Guaido was not at the meeting at the Canadian Museum of History across the Ottawa River from Parliament Hill, but was recently in Ottawa as part of a multi-country tour of Europe and the U.S. to bolster support for this democracy-building efforts.
“His international tour clearly demonstrated how strongly the world supports a return to democracy in Venezuela,” said Champagne.
Champagne said Guaido told him privately that he relies on the Lima Group to provide momentum to him and his people.
The United Nations estimates that six million Venezuelans will have fled their country by the year’s end, as its economic, health and education systems collapse.
The exodus has fuelled concern among some UN officials that the migration out of Venezuela and into neighbouring countries might be irreversible as new migrants start new lives and Maduro clings to power in their hollowed-out country.
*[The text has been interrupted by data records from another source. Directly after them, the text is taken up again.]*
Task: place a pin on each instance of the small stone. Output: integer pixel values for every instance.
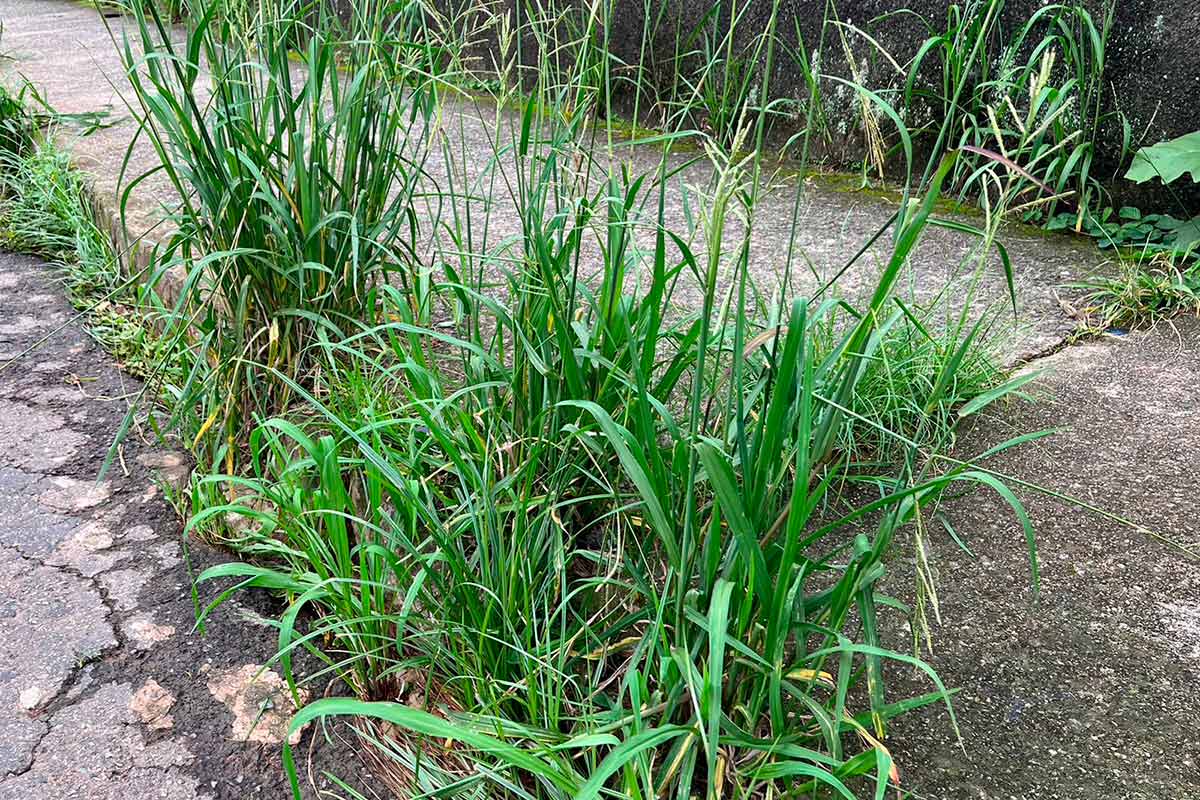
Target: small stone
(172, 467)
(138, 534)
(143, 632)
(69, 494)
(30, 698)
(259, 702)
(153, 704)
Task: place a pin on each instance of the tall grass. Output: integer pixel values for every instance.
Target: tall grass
(297, 184)
(559, 535)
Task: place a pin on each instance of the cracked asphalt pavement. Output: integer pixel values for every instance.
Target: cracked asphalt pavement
(106, 691)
Some fear that Venezuela, once oil-rich and prosperous, might be on a slide toward becoming a failed state.
“We are extremely concerned on the political, economic and humanitarian situation inside Venezuela and also outside because of the big exodus of Venezuelans to the region and to the world,” said Meza-Cuadra.
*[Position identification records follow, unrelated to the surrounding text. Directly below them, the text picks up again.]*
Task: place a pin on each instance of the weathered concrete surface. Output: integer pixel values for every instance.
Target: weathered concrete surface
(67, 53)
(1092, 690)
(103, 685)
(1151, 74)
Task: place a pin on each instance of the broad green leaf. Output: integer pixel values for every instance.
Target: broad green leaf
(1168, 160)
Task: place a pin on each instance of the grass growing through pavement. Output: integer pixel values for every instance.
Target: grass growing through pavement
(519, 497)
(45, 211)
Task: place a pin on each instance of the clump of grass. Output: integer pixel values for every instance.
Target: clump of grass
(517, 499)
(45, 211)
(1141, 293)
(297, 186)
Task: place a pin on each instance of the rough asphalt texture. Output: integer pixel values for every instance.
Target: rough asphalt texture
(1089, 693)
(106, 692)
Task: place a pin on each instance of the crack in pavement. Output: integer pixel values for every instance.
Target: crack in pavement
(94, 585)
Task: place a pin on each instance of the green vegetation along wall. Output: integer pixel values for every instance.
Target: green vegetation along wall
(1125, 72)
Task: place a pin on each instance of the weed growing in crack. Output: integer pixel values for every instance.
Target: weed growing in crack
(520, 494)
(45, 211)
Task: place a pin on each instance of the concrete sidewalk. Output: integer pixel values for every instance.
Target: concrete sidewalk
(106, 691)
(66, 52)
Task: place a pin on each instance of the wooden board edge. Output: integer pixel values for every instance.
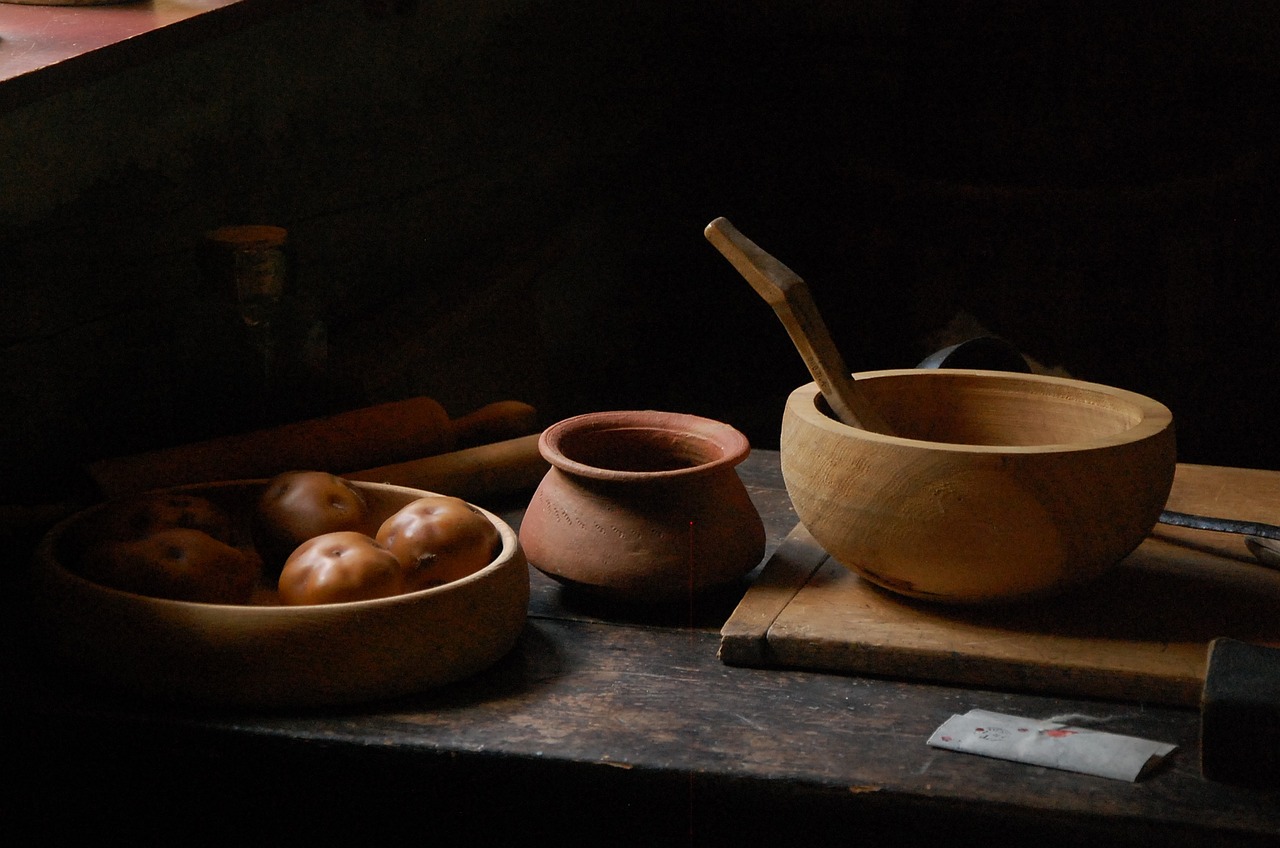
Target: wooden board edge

Ben Rowswell, Canada’s former ambassador there, said the Lima Group’s decision appeal to the broader international community was a smart move given the lack of progress in the last year.
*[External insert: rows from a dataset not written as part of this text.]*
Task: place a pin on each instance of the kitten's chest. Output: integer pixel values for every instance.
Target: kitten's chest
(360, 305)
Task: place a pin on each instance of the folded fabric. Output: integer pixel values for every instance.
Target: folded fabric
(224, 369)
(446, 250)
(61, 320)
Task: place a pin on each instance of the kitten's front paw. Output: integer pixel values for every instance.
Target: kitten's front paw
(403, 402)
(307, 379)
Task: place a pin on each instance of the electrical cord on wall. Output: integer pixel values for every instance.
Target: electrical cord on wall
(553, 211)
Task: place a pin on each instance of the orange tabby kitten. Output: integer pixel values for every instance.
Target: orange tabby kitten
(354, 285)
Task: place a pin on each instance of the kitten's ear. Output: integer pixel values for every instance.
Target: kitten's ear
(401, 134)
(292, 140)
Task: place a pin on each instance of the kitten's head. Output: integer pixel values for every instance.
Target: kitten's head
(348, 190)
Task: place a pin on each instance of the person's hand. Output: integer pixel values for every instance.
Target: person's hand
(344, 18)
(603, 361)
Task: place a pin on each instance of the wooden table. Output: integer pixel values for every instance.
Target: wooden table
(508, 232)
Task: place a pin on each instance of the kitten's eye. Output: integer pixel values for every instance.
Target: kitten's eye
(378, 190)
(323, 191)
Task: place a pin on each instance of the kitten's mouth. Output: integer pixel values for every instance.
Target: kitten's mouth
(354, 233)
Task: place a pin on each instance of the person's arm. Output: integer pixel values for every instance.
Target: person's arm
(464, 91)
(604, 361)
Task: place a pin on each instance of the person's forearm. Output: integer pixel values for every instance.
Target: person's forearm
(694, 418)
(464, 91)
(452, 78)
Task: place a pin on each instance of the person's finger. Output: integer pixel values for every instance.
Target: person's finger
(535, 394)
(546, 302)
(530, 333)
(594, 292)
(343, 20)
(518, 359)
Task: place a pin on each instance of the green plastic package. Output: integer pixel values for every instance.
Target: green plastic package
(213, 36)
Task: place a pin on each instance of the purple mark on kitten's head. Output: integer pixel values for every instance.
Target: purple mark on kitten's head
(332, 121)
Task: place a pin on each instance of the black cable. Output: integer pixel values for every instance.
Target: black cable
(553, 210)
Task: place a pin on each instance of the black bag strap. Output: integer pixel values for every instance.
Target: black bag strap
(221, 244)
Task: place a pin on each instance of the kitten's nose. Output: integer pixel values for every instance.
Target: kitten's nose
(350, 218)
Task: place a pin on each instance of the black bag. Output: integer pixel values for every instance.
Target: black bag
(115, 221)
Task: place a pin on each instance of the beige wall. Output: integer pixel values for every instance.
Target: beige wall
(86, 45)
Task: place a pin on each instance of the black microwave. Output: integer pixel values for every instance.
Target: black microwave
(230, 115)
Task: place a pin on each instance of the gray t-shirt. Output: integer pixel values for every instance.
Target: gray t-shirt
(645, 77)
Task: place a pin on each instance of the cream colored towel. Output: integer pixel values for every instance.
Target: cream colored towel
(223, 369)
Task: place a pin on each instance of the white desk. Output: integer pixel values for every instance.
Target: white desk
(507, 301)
“In order to do that, they’re willing to narrow their set of demands to one critical issue: free and fair elections for both the president and parliamentary level,” Rowswell, now the president of the Canadian International Council think-tank, said in an interview.
“There are opponents of democratic transition in the international community who have successfully blocked international consensus. Russia is the most prominent example,” he said, referring to its meddling in the recent re-election of Venezuela’s parliamentary speaker, which he said was an attempt to undermine Guaido.
“There is power in there being a wide swath of the international community being committed to free and fair elections.”